„Mein Name ist Forest, Black Forest“. Diesen Satz hören deutsche Radionutzer in letzter Zeit häufiger. Natürlich ist der Bezug zu einem der bekanntesten Filmzitate der Geschichte aus dem oscarprämierten Spielfilm „Forrest Gump“ offensichtlich, zumal wir sogar Forrest Gumps Stimme hören können. In meiner Fantasie stelle ich mir also den von Tom Hanks gespielten Forrest vor, wie er mit einer Flasche voll mit kochsalzarmem Mineralwasser in den Bergen des Schwarzwalds sitzt. Und plötzlich werde ich stutzig…
Tom Hanks im Schwarzwald
Der beliebte Schauspieler Tom Hanks macht Werbung für ein deutsches Mineralwasser?
Mein Gehirn denkt weiter: Das kann ja gar nicht Tom Hanks sein, der spricht nach meinem Wissen ja kein Deutsch.
Aber der Gedankengang geht weiter: Dann macht also sein deutscher Synchronsprecher Werbung für das Mineralwasser?
Und schon schießt der nächste Gedanke ins Bewusstsein: Weiß Tom Hanks überhaupt, dass er indirekt in Deutschland Werbung für ein Mineralwasser macht?
Und schließlich: Ist das überhaupt schon einmal jemandem außer mir aufgefallen?
Medien machen Realität
Ich vermute, dass sich die allerwenigsten Radiohörer diese Gedanken machen, während die Werbung läuft. Und doch lassen mich der Gedanke und das Bild von Forrest im Schwarzwald nicht mehr los. Diese Art von Realitätsverzerrung bezeichnen Wissenschaftler als Medienrealität.

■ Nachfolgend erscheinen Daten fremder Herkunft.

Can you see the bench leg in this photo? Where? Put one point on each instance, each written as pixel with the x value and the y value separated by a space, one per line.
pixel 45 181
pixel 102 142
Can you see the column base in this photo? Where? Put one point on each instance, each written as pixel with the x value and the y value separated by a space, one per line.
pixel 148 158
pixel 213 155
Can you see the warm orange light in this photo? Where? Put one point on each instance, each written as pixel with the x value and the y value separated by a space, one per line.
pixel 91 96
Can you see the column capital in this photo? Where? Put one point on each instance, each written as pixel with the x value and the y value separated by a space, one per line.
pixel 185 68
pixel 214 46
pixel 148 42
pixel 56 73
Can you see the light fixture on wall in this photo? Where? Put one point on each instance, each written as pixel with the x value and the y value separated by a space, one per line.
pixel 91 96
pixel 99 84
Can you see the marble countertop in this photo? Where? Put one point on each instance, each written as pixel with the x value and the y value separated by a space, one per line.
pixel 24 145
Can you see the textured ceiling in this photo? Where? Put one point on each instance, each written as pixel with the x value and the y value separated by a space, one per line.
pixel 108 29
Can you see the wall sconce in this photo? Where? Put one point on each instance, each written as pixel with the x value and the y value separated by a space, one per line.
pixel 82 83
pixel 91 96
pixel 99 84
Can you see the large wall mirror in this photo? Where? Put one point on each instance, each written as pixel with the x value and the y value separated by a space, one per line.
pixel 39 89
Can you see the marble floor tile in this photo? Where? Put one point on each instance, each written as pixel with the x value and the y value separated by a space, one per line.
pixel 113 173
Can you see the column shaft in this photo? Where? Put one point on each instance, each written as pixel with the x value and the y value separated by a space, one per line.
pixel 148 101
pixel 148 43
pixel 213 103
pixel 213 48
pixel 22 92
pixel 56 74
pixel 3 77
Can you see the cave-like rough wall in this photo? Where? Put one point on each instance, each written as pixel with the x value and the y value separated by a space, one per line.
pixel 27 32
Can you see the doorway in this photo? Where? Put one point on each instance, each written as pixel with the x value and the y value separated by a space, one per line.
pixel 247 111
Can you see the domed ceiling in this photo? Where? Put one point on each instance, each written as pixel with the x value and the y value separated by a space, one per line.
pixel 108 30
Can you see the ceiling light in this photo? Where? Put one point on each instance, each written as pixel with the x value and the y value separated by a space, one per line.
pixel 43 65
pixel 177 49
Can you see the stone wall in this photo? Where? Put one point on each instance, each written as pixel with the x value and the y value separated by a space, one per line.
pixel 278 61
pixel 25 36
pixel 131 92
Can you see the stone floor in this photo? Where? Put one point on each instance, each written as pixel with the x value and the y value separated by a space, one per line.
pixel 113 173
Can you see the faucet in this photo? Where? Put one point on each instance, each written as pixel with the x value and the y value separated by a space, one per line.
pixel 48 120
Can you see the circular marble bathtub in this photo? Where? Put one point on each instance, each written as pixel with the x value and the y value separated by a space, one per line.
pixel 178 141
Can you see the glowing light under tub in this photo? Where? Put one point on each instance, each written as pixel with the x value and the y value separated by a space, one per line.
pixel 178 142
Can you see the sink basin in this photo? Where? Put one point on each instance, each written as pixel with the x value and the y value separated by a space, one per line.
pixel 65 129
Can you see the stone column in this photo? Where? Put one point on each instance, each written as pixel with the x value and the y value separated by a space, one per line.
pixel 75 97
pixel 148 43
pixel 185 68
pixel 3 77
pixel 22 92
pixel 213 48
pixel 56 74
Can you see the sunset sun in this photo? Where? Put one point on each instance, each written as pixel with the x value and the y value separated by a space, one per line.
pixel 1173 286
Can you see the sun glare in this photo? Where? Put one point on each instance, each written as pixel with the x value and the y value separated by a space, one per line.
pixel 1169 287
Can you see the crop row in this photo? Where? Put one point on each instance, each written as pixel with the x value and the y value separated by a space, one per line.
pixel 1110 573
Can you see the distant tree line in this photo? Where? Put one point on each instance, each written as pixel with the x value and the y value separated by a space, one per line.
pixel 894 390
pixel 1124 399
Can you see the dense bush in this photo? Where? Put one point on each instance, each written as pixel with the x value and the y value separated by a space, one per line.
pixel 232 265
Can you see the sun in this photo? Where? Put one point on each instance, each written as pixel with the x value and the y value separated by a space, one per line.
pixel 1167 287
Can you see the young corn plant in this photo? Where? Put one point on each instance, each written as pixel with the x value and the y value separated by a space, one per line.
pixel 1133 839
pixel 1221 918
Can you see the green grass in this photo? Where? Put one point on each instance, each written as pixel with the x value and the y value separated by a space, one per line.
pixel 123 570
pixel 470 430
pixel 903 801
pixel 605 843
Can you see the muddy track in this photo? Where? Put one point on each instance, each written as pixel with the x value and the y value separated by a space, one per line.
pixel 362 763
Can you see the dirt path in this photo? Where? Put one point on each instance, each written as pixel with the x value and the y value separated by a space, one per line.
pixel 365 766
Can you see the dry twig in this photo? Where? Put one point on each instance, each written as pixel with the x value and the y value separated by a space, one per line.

Das Phänomen ist bisher vor allem aus dem Fernsehen bekannt: Das Nachmittagsprogramm vieler Privatfernsehsender ist voll mit Scripted Reality und selbst in Nachrichtensendungen wird durch geschickte Bildauswahl eine Realität erschaffen, die es so möglicherweise gar nicht gegeben hat.
Im Radio ist es allerdings noch schwieriger den Tricks der Werbeleute auf die Spur zu kommen, da man sich nur auf seinen Hörsinn verlassen kann. Neben dem Mineralwasser von Forest Gump gibt es übrigens noch andere Beispiele: Etwas subtiler wirbt etwa Bruce Willis (bzw. sein Synchronsprecher), bekannt als harter Cop aus den „Stirb langsam“-Filmen, für eine Baumarktkette.
Recht an der eigenen Stimme?
Ich habe nichts dagegen, dass sich Synchronsprecher ihr nicht gerade üppiges Gehalt etwas aufbessern. Und ganz klar, die deutsche Stimme gehört nicht Tom Hanks, sondern eben seinem deutschen Synchronsprecher und der darf damit grundsätzlich machen, was er gerne möchte.
Trotzdem ist es irgendwie befremdlich, dass sich in meinem Gedächtnis das Bild festgesetzt hat, dass Tom Hanks für ein deutsches Mineralwasser Werbung macht. Es wäre wohl unvorstellbar, dass ein Unternehmen mit einem Bild der Figur Forrest Gump oder sogar mit dem Schauspieler Tom Hanks selbst Werbung für ihr Produkt machen würde, ohne hier die entsprechenden Rechte einzuholen. Denn bei einer kommerziellen Nutzung haben auch Prominente ein „Recht am eigenen Bild“ und könnten dagegen klagen.
Doch wie weit wird das noch gehen? Stellen wir uns einmal vor, dass ein Stimmenimitator eine täuschend echte Aufnahme eines deutschen Prominenten erzeugt, mit der dann geworben wird. Der Name des Imitierten muss nicht einmal genannt werden, trotzdem würde wohl jeder auf die Täuschung hereinfallen. Dank dem allgemeinen Persönlichkeitsrecht ist eine unerlaubte Nutzung der Stimme aber wohl undenkbar.
Bei synchronisierten Personen trifft das nicht zu, aber auch die Synchronstimmen empfinde ich als eine Art Stimme der synchronisierten Person, vor allem wenn diese im Kontext des Films verwendet werden.
Bei den genannten Beispielen ist die Grenze noch nicht überschritten, jedem Radiohörer sollte zuzutrauen sein, dass er unterscheiden kann, wer da spricht (auch wenn es vielleicht einen kleinen Gedankengang erfordert). Wenn uns in Zukunft aber Angela Merkel einen Staubsauger schmackhaft machen möchte oder der werbescheue Stefan Raab ein Auto ganz besonders toll findet, sollten wir noch einmal genau hinhören!